When God Ran

child running

I’ve heard this sermon (Prodigal Son Luke 15) so often I always gave it a twist when I preach it, focusing on the “lostness” of the older son, a little eye opener for many and kudos point for me as an original thinker. Of course, it is absolutely unoriginal because the context clearly emphasizes this point, that the older son refused to join the father and got himself lost in his own home because he hated the fact that the younger returned to a fan fare and not a well-deserved whipping.

But the point is not even the older son. It is the father, his prodigal heart, running to the son that ran with his inheritance. The image of that running father captures God’s heart which is the real point of the parable.

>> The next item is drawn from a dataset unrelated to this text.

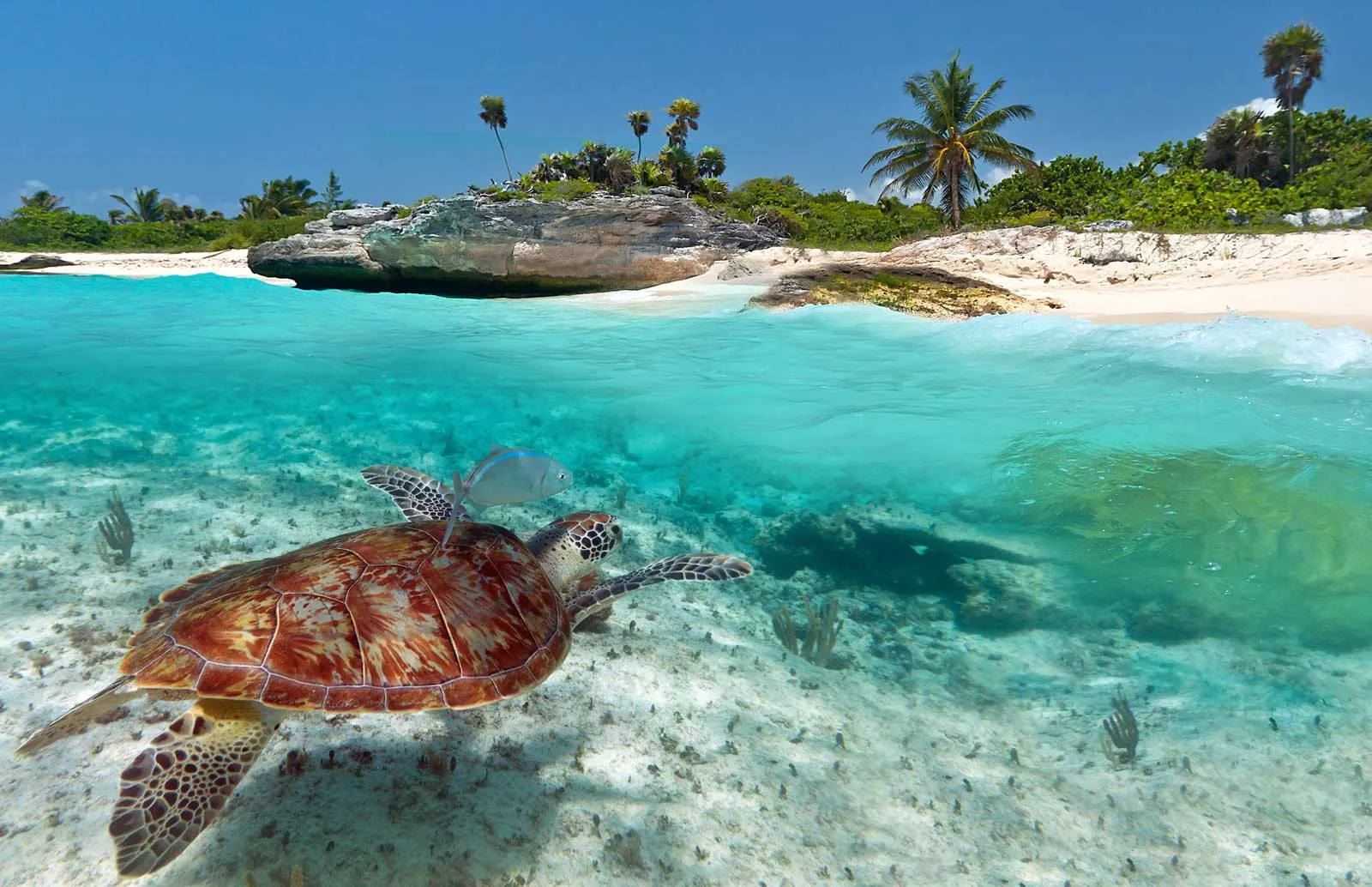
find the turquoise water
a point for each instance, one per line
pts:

Jesus was trying to tenderize the heart of the Pharisees by scandalizing them with a God who would lose so recklessly.

It is an image hard for us to see because we hardly see it in the real world. God is more humane than humans. But few days ago as I was preaching it, I saw it, the stirred dust, the wind flapping through the folds of the robe getting tattered at the hem, the arms flailing wildly, the Father running to us. And in that moment, when the father is being a father and not a keeper of civility, a guardian of morality, a protector of social systems, but just a father who is running to his son seen as a toddler who just scraped his knees and crying, in that moment when the father is being just a father, he also ceases to be a father and becomes a child, running without care in the world, running just because his heart said “go.” And a child meets a child.

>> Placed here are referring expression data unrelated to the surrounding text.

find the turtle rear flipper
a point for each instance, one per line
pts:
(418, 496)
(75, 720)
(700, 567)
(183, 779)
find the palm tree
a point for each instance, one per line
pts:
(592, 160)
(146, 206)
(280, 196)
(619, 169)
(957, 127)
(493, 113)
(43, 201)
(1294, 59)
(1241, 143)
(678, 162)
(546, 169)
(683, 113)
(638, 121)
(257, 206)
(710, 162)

3 Replies to “When God Ran”

  1. I saw pic of your family, house, and church. Looks like you are enjoying your new life and ministry in AZ. Blessings to you, Sam!

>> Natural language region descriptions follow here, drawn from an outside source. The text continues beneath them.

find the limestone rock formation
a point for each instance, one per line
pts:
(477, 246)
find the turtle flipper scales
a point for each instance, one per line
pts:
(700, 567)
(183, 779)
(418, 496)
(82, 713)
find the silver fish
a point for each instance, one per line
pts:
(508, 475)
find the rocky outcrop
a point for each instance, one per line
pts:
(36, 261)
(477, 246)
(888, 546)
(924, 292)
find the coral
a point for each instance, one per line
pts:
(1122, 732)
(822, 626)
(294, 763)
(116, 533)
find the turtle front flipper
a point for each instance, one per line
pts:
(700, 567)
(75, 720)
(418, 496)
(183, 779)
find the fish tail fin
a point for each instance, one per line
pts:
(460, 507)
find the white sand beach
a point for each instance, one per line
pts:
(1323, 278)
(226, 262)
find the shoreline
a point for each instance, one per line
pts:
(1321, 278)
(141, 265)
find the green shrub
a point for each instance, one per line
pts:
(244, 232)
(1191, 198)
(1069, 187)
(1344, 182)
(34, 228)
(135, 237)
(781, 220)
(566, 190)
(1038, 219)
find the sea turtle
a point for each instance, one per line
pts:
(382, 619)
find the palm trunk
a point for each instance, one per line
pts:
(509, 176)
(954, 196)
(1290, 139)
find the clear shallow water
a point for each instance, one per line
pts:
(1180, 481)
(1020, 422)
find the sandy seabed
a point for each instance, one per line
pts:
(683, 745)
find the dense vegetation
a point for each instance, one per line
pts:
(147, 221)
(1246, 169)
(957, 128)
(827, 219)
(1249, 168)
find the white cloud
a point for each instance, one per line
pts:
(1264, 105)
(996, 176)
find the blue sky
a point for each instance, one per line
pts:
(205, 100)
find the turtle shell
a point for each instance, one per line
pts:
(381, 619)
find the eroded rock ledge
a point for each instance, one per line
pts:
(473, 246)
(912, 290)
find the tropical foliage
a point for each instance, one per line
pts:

  2. Sammy,Keep your theological, spiritual, ministerial ephiphanies coming (including fatherhood). I’ll visit from time to time. Let your mind flow bro. Your reflections help unleash my own theological incubations which sometimes cannot be shared freely with parishoners as we pastors are expected to remain within acceptable (man made)cultural and theological boundries. P.S. Nice pics, except the one with the wife-beater. -Sam from Buffalo

  3. thanks sam, for the encouraging words and for taking time to listen to the rambling of a temporal being…the whole ocean in a water drop? as U2 sings it?